USB and physical attacks¶
Physical access vectors are less common in remote-first engagement scenarios but remain disproportionately effective when they apply. The reason is simple: physical presence bypasses network perimeter controls entirely, and the gap between physical security and technical security in most organisations is substantial. A device plugged into a locked workstation in an unmonitored meeting room achieves in seconds what a remote attack might not achieve at all.
HID and USB attack devices¶
Human Interface Device spoofing is the most reliable USB attack category because HID drivers are loaded automatically without requiring driver installation, user consent, or elevated privileges.

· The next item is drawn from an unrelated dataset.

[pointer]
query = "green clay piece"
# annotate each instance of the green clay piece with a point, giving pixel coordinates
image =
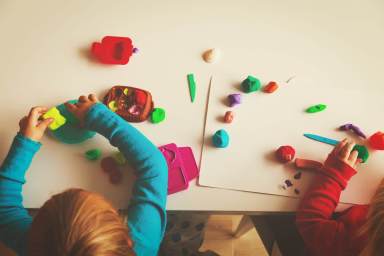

A device that presents itself as a USB keyboard can type keystrokes into the active window at speeds far beyond human capability.
The Rubber Ducky and its successors (Hak5 devices, the OMG Cable) automate keystroke injection. A script to open PowerShell and execute a download cradle takes under three seconds to type. The attack works regardless of OS security configuration because it operates at the HID layer, which predates and sits below most security controls.
The O.MG Cable is an Apple-compatible charging cable with embedded compute that can serve a WiFi access point for remote keyboard injection, execute payloads when connected, and exfiltrate data. It is physically indistinguishable from a legitimate cable and exploits the implicit trust most users have in cables left in meeting rooms or sent as gifts.
BadUSB-class attacks modify USB device firmware to change the device’s presented identity after the initial connection. A USB storage device that reconfigures itself as a keyboard after being enumerated as storage defeats policies that block unknown storage devices while permitting HID input.
Physical implants and supply chain¶
Hardware implants planted in network equipment, workstations, or servers during shipping or maintenance provide persistent access that is entirely invisible to software-based security tools. The NSA ANT catalogue, leaked in 2013, documented a range of implant capabilities at the hardware level. Commercial equivalents are available to a wider range of threat actors.
Supply chain attacks against hardware are documented at the nation-state tier: interdiction of packages in transit, insertion of implants during manufacturing, and tampering with component supply chains before hardware reaches the target organisation. The practical relevance for most red team engagements is that hardware received from vendors should be treated as a potential supply chain risk, and physical security of server rooms and network equipment matters as much as software controls.
BIOS and firmware attacks¶
UEFI firmware persistence survives OS reinstallation and disk replacement because it lives in flash storage on the motherboard. Implants at this layer, such as the LoJax rootkit documented in the wild, are recoverable only by reflashing the firmware. Access to write to UEFI flash requires either a physical DMA attack, a vulnerability in a UEFI-accessible driver or application, or administrative access with the SPI flash write protection disabled.
Secure Boot, when correctly configured, prevents unsigned boot code from executing and substantially raises the bar for UEFI implants. Its effectiveness depends on the key management: systems using Microsoft’s third-party UEFI certificate are vulnerable to the shim bootloader issues discovered in 2023 (BootHole and successors).
Practical relevance¶
For most red team engagements, USB attacks are tested through simulated dropped device scenarios: USB drives left in car parks or reception areas to test whether users plug in unknown devices, and whether the organisation’s endpoint controls detect and block automated execution. The HID injection path bypasses these controls and is relevant for testing whether physical access to a workstation (reception desk, unlocked office, tailgated server room) translates to compromise even without inserting storage media.